O racismo e preconceito
enfrentados por Will não vem só de pessoas propriamente racistas como membros
da Klan ou da misteriosa organização chamada Ciclope, mas também de pessoas
ditas progressistas e próximas de Will. Isso fica evidente no modo como o
Capitão Metrópolis (Jake McDorman), um super-herói amigo e amante de Will,
menospreza as denúncias sobre o Ciclope, dizendo que uma conspiração racista
era invenção da cabeça de Will e que enfrentar esse tipo de organização não
daria visibilidade a eles, como se esse fosse um assunto menor.
A negação do racismo como um
problema social a ser enfrentado é uma das razões pelas quais Angela passa
pelas mesmas experiências do avô e remete ao primeiro episódio e ao que
mencionei sobre o ensaio A Case for
Reparations, que demonstra como o racismo foi permitido a continuar nos EUA
e a necessidade de lidar com as consequências disso.

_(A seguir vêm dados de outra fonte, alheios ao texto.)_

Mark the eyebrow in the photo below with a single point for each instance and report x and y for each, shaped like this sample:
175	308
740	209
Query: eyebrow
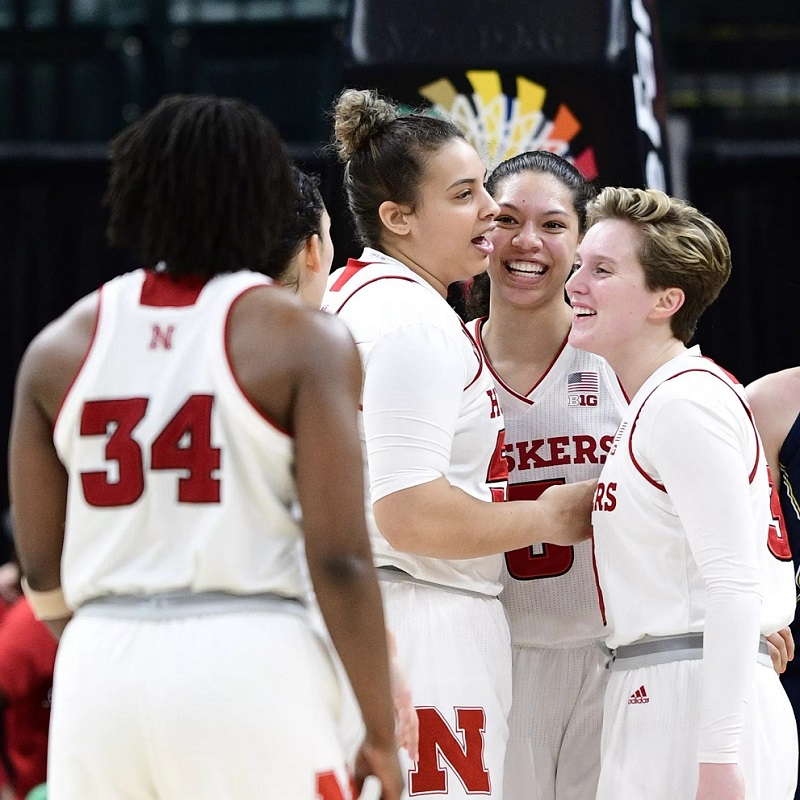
560	211
460	182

O sexto episódio
demonstra, através das histórias de Will e Angela, da fusão entre passado e
presente, como o racismo perdurou no pais e as desigualdades provocadas por ele
continuaram a gerar consequências.
A ideia de que o Justiça era um
homem negro se passando por branco também dialoga com a primeira cena do
primeiro episódio, o Massacre da Wall Street Negra e o filme de Bass Reeves. O
xerife de Bass Reeves usava uma máscara em parte para esconder sua etnia, para
evitar o racismo da população branca local em ter um homem negro como um
vigilante da lei. A motivação para Will se pintar de branco é derivada justamente
de Bass, já que Will era o garoto assistindo o filme no primeiro episódio. Como
diz um personagem da série “um homem branco de capuz é um herói, um homem negro
de capuz é uma ameaça”. A fala remete a uma ideia de como a iconografia dos
super-heróis está também conectada a uma visão de mundo branca e dotada de
certos preconceitos, mas essas ideias eu explorarei na terceira e última parte.